Some sad news from the weekend: Four Air Commandos died over the weekend when their U-28 special mission single engine turboprop went down in Djibouti Saturday.

The planes based on the Pilatus PC-12, often operating in civilian livery, are flown by Air Force Special Operations Command (AFSOC) on missions to remote airstrips around the world where the pretense of a large C-130 in USAF markings won't be too welcome by the locals. In addition to hauling special operators on clandestine missions to small airfields, the planes can provide over-watch and reconnaissance for SOF teams using a suite of drop down cameras, infrared sensors and other spy gear. I went for a ride from England to Belgium a couple of years ago in a PC-12 equipped with FLIR cameras a couple of years ago and we were reading names painted on ships steaming in the English channel from dozens of miles away using the infrared camera.
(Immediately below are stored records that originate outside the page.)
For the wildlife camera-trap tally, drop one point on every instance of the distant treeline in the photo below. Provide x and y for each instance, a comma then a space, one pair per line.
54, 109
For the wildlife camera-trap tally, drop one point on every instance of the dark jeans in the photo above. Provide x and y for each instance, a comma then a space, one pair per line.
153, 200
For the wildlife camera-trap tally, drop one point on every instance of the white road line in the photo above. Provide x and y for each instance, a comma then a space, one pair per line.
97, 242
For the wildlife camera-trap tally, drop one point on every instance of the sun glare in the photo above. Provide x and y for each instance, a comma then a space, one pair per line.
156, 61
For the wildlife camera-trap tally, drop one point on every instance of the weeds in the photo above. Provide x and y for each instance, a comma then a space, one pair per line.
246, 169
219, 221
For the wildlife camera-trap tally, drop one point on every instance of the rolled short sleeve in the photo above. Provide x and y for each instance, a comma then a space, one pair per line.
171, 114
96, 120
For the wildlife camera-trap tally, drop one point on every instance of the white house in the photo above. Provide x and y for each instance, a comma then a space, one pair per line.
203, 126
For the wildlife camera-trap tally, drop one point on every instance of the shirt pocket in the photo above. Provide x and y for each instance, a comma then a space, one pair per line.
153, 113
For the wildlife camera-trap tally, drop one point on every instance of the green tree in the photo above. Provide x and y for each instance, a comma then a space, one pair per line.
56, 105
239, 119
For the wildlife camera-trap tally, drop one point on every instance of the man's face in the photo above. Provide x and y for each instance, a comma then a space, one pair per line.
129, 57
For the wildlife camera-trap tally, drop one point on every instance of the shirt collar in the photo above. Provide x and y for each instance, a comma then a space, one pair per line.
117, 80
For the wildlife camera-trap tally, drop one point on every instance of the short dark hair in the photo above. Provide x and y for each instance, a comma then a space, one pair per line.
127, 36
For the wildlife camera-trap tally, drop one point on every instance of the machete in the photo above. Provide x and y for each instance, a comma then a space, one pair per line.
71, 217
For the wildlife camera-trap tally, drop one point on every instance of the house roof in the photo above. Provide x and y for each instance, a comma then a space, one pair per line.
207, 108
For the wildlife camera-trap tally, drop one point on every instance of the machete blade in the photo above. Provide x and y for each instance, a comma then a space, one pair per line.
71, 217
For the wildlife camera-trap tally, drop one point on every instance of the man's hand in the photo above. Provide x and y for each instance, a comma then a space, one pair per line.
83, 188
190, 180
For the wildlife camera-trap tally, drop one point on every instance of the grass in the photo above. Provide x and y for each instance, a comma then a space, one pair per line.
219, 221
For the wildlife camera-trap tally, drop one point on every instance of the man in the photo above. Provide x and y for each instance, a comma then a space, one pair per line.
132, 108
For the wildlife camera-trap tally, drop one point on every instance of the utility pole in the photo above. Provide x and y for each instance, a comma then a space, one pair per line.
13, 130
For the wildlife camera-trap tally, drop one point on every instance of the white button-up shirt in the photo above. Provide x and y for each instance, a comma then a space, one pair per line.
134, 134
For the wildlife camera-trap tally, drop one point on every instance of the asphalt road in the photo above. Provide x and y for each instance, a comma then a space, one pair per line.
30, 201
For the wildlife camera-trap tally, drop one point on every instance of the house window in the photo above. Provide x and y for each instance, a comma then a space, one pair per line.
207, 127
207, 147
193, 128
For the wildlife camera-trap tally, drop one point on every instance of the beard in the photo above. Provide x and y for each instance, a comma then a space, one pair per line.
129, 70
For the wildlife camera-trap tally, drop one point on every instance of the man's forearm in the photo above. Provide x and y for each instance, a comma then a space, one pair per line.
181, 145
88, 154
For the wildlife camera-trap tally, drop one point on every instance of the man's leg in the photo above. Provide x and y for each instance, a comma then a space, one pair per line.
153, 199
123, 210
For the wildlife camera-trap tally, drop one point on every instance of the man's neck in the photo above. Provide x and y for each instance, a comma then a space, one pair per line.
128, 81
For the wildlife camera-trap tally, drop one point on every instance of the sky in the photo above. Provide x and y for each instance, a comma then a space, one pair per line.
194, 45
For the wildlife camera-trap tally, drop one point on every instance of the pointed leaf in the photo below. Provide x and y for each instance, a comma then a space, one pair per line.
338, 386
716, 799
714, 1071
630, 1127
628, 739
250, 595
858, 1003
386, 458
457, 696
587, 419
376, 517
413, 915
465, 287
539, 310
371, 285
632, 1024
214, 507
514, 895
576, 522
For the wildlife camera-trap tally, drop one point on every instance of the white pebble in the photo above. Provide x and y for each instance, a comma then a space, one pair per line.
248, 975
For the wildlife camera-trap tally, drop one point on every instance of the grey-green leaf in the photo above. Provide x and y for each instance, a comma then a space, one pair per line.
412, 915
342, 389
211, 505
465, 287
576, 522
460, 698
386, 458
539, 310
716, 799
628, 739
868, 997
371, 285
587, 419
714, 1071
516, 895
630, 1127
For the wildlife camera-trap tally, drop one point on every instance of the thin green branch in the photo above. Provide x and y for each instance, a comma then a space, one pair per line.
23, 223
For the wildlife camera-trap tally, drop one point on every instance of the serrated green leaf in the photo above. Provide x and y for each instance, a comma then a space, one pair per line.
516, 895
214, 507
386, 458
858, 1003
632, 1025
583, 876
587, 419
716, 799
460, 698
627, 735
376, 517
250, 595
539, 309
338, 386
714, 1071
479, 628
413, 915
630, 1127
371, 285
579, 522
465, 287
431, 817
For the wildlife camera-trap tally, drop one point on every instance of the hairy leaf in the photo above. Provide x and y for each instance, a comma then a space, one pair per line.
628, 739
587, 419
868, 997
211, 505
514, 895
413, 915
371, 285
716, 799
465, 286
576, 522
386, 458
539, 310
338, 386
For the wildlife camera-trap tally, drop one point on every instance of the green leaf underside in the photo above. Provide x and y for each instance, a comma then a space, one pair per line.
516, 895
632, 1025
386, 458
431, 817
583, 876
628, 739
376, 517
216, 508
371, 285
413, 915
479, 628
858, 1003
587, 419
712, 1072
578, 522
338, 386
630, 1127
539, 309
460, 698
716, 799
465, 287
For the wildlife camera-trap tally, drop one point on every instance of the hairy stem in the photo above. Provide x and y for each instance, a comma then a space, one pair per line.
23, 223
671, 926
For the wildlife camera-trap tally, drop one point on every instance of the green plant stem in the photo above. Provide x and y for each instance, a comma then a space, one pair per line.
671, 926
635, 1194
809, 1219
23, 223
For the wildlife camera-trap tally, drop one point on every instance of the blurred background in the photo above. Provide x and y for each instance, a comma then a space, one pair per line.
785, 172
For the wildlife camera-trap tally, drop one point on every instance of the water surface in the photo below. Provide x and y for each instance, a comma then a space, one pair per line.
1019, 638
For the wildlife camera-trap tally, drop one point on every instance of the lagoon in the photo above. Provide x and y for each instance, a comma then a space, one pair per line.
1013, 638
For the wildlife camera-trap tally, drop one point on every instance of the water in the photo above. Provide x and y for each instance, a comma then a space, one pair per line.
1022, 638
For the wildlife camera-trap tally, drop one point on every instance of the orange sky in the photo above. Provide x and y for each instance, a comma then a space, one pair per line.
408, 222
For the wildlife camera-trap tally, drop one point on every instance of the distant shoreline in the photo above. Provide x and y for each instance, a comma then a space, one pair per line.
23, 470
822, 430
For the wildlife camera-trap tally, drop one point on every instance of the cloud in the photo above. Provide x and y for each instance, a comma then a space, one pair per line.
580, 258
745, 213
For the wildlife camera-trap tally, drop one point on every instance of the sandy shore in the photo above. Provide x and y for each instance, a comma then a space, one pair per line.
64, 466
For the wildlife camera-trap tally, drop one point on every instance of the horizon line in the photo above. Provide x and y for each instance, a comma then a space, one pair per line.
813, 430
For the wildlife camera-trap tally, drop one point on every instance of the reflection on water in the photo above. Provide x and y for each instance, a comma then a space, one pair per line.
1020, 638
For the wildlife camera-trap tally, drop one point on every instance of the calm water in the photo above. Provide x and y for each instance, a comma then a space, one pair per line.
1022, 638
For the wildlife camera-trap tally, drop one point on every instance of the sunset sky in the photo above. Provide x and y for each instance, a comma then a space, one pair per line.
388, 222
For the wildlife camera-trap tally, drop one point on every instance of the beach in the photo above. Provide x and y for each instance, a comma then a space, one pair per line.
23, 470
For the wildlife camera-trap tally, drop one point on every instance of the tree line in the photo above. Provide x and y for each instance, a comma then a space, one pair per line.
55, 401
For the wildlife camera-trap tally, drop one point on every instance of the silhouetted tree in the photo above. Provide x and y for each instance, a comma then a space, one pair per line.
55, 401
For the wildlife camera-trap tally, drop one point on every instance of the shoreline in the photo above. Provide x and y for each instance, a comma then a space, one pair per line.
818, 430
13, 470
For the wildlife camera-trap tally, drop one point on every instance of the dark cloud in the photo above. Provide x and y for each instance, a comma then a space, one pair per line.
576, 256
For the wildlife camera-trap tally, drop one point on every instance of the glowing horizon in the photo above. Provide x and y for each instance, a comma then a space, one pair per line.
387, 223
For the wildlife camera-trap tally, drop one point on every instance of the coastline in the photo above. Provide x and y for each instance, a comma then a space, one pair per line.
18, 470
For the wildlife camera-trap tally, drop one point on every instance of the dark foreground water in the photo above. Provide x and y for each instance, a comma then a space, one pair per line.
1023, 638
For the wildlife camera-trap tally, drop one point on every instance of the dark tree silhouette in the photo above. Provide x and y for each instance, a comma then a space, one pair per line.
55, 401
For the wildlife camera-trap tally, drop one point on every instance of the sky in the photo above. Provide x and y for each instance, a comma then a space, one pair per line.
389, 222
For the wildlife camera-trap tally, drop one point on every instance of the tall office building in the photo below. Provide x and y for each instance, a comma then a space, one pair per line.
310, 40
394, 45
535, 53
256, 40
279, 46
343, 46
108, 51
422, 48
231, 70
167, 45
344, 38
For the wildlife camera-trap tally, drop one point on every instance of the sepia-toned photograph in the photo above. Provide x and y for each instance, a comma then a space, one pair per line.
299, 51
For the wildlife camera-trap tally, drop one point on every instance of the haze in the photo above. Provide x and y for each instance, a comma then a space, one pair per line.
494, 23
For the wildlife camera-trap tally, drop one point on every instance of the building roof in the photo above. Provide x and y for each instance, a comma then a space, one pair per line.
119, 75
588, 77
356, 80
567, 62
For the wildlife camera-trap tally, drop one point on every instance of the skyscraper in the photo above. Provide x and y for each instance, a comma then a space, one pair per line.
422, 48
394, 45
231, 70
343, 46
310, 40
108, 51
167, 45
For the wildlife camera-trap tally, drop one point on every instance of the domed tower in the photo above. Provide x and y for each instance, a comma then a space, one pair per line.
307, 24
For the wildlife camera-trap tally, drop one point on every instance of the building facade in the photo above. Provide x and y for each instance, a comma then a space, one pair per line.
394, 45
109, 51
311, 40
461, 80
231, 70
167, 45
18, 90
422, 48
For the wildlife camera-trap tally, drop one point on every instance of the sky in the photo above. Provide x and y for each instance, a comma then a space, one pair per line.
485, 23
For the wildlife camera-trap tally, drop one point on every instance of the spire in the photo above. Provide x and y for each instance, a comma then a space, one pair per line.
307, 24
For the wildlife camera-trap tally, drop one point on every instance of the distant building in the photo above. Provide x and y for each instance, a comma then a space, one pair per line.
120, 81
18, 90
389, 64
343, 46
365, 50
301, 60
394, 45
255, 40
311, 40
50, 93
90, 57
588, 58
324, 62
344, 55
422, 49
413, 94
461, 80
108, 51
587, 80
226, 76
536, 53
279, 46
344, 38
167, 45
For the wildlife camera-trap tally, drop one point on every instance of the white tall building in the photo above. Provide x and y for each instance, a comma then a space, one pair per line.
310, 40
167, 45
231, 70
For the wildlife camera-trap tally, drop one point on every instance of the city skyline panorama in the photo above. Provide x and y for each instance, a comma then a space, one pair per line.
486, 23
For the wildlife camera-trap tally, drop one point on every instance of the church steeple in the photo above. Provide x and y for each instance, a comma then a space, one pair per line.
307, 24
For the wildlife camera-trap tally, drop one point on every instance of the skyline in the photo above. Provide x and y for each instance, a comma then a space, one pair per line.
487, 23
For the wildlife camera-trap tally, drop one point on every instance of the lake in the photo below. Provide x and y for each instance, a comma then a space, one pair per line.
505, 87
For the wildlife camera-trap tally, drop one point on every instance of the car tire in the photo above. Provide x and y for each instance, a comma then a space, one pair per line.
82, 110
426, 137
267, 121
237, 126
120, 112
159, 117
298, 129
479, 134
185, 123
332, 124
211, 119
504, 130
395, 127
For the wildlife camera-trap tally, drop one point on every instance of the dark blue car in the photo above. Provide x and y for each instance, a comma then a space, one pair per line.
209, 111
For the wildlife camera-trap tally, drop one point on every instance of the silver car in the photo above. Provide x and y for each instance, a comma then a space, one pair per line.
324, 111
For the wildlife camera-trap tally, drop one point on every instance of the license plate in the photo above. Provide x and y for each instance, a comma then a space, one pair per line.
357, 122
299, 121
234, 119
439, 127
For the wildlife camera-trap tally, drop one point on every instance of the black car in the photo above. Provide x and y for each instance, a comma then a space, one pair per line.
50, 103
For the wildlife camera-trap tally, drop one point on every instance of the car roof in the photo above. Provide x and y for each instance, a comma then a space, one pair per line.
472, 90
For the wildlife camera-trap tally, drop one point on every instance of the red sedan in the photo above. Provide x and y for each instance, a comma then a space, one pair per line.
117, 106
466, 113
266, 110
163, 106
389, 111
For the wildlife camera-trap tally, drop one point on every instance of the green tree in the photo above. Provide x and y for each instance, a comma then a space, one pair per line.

The U-28s often fly to small airstrips from a country's bigger "hub" airport that will have a larger spec ops detachment nearby that is supported by a big AFSOC Dash-8 twin turboprop, again sometimes in civilian colors. (An AFSOC Dash-8 famously ran out of gas and made an emergency landing in the Malian desert a couple of years ago.) Think of it as a hub and spoke system for special ops missions.

The Air Force doesn't yet know what caused the crash on Saturday. All the service will say is that the airmen died while returning from a mission in support of Operation Enduring Freedom. Keep in mind that this could mean they were operating anywhere from the jungles and plains of central Africa, the Sahara Desert, Somalia or Yemen.